Because the particular test tests the perf-trace's ability to attach something already running.

Comment 20 Michael Petlan 2016-08-09 17:36:08 UTC

Testsuite fixed upstream by the following commit [1], which has been also backported to both RHEL versions. This makes the testsuite run longer by 2 seconds, since the CMD_LONGER_SLEEP is used only where it is really necessary.

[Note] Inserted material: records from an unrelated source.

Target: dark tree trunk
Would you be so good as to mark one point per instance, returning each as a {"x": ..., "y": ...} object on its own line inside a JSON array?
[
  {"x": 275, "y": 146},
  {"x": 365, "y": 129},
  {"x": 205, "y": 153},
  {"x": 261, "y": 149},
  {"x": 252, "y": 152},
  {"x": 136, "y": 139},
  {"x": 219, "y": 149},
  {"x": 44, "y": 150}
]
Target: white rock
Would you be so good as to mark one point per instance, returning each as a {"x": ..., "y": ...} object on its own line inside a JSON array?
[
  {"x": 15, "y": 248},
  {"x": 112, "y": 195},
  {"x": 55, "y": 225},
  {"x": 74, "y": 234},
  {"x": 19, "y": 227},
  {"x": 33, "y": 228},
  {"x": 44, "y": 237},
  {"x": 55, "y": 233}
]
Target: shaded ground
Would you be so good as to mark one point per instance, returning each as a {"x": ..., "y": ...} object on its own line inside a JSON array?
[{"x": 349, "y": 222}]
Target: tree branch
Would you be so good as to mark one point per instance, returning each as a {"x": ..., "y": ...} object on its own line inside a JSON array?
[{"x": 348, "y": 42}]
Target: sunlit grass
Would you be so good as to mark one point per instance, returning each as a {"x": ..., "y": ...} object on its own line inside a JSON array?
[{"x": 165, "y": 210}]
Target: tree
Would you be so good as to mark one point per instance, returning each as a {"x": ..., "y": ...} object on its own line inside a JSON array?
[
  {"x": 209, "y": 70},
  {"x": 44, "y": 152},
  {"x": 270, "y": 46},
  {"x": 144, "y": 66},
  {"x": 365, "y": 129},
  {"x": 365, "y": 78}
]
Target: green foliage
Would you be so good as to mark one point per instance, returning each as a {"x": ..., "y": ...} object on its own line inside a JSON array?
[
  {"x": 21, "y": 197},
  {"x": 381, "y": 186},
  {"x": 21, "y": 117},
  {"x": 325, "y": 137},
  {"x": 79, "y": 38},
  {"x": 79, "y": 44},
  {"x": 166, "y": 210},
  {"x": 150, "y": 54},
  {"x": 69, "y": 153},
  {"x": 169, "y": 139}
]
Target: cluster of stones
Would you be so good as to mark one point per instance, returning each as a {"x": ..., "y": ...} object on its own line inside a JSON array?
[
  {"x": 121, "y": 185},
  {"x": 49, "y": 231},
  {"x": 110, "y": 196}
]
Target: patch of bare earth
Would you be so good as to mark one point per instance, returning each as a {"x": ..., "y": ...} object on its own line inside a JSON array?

And, the most important thing, it should pass next time... ;-)

I think we might close this bug as NOTABUG, thoughts?


-------------------------------------------------------------

[1] commit f86cc2ad1609723a3ae5fe8419f465be3082516e
Author: Michael Petlan <mpetlan>
Date:   Tue Aug 9 19:22:54 2016 +0200

    base_trace/test_basic.sh: fix the trace attach test to be more robust
    
    When trying to attach to $CMD_BASIC_SLEEP, there may be too long latency,
    so the sleep command does not run or is being finished when perf starts.
    Thus, the testcase often fails on some environments.
    
    That's why we need $CMD_LONGER_SLEEP instead.

diff --git a/base_trace/test_basic.sh b/base_trace/test_basic.sh
index 91a3593..9bcf036 100755
--- a/base_trace/test_basic.sh
+++ b/base_trace/test_basic.sh
@@ -112,7 +112,7 @@ print_results $PERF_EXIT_CODE $CHECK_EXIT_CODE "summary"
 ### attach process
 
 # perf-trace should be able to attach an existing process by '-p PID'
-$CMD_BASIC_SLEEP &
+$CMD_LONGER_SLEEP &
 $CMD_PERF trace -p $! -o $LOGS_DIR/basic_attach.log
 PERF_EXIT_CODE=$?

Comment 21 Jeff Bastian 2016-08-09 17:56:06 UTC

(In reply to Michael Petlan from comment #19)
> (In reply to Jeff Bastian from comment #18)
> > Instead of attaching to a background process, why not launch the process
> > with perf? 
> 
> Because the particular test tests the perf-trace's ability to attach
> something already running.

Oh...  I guess that's a pretty good reason!  Sorry for the stupid question. :)

Comment 22 Jeff Bastian 2016-08-09 17:57:58 UTC

(In reply to Michael Petlan from comment #20)
> I think we might close this bug as NOTABUG, thoughts?

Agreed.  It's been working well for me with the longer sleep time.

We can re-open it if it still occurs with this change.